Dem Reiz der wohl bekanntesten deutschen Krimiserie erliegt immer noch ein breites Publikum.

Ich weiß nicht, wie bei Ihnen der Sonntagabend verläuft – unseren erzähle ich gern – vertraulich, versteht sich. Wir läuten den Abend stets mit dem gleichen Ritual ein. Es beginnt mit gutem Essen. Mal erfreuen wir uns an Fisch mit gedünstetem Gemüse, mal duftet das Haus bereits nach würzigem Ratatouille, wenn der Laptop gegen sieben zugeklappt wird. Der Blick wandert dann vom viel zu schnell geleerten Teller zur Wanduhr: Es ist kurz vor acht. Was dann folgt, muss nicht besprochen werden: Das benutzte Geschirr wandert in die Spülmaschine, die Weingläser werden gefüllt und eine Flasche Wasser steht bereit. Mein Mann schleicht dann unauffällig zu einer bestimmten Küchenschublade. Sie ahnen es schon, haben vielleicht sogar selbst so eine – es ist die Süßigkeitenschublade.
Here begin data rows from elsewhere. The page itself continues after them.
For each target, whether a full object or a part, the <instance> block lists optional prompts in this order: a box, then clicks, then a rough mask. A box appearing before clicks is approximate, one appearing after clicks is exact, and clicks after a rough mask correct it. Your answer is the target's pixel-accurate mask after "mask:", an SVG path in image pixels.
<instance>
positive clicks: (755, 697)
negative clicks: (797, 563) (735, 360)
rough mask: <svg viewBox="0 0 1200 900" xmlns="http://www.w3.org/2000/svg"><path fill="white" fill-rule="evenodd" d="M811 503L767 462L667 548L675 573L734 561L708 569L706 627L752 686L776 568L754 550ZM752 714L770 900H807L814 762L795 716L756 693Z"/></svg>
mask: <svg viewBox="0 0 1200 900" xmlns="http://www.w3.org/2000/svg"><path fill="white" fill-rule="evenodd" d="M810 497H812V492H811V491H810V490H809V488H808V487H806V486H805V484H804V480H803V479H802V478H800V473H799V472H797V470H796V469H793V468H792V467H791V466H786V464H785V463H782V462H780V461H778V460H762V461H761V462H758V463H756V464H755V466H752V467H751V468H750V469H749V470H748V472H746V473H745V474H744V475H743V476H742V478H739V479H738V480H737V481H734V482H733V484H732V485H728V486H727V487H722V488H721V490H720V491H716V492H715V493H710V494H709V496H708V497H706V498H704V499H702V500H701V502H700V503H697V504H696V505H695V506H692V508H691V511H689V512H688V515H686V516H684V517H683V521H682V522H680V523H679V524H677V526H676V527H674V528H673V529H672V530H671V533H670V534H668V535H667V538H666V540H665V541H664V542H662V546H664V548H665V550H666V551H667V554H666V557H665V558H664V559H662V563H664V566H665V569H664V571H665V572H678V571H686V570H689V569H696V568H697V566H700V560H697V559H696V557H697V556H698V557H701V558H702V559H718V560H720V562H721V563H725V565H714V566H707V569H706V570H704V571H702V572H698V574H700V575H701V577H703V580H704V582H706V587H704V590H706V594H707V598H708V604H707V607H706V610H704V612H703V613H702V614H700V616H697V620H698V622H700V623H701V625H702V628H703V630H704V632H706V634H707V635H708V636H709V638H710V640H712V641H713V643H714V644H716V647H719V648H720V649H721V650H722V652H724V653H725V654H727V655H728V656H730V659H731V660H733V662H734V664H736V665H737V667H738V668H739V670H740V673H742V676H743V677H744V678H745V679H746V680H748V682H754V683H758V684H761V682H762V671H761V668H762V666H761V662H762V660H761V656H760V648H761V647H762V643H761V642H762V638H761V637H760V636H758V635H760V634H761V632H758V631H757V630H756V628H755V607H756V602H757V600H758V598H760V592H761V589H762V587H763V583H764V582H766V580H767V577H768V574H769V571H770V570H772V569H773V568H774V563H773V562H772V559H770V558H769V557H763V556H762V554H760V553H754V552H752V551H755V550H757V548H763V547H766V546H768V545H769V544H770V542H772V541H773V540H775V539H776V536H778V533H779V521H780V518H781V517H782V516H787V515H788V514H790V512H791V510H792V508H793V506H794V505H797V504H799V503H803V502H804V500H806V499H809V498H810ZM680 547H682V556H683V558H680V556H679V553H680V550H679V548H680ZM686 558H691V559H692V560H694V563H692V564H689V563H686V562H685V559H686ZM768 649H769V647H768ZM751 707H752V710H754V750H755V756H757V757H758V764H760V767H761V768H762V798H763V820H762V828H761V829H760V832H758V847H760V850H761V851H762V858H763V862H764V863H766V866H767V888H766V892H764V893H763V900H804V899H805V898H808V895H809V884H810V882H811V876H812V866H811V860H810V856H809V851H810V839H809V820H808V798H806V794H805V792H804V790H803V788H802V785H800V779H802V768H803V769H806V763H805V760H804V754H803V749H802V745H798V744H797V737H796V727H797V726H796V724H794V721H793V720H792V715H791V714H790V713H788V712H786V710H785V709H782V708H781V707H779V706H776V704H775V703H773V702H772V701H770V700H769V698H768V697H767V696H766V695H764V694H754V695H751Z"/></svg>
Bei uns ist diese nie randvoll gefüllt mit Pralinen, Keksen und Co., aber ab und an versteckt sich dort schon eine Tafel Trauben-Nuss. Mit dieser Beute geht es danach ab ins Wohnzimmer. Die Sonntagstradition hat gleich zwei Melodien: Da wäre der längst verinnerlichte Gong der Tagesschau und die bekannten Gesichter von Hofer, Zervakis und Co. „Guten Abend, meine Damen und Herren, ich begrüße Sie zur Tagesschau.“ Dann folgen 15 Minuten weniger Gutes, viel Schlechtes und der unvermeidliche Sport. Das ist doch jeden Abend so, mögen Sie jetzt denken. Richtig! Doch was dann folgt, ist für uns typisch Sonntag – Tatort-Zeit. Es erklingt diese Melodie, bei der ich jeden auch nur um eine Oktave abweichenden Ton identifizieren würde, während die Augen des Mannes, die seit 50 Jahren den Tatort einleiten, mich nach wir vor einfangen. Nahezu alle – Tatort-Fans oder Leidenschaftslose – haben eine Meinung dazu, ob der pedantische Jan Josef Liefers in der Rolle des Professors Karl-Friedrich Boerne nun zum Brüllen komisch oder richtig nervig ist. Kein Landsmann wünscht Ballauf und Schenk nicht den Sieg über die köllsche Kriminalität oder fiebert mit, ob sich Faber und Bönisch nun endlich doch näherkommen. Man mag von den oft abwegigen und konstruierten Fällen, die so gar nichts mit deutschem Alltag zu tun haben, halten, was man will. Dem Reiz der wohl bekanntesten deutschen Krimiserie erliegt immer noch ein breites Publikum.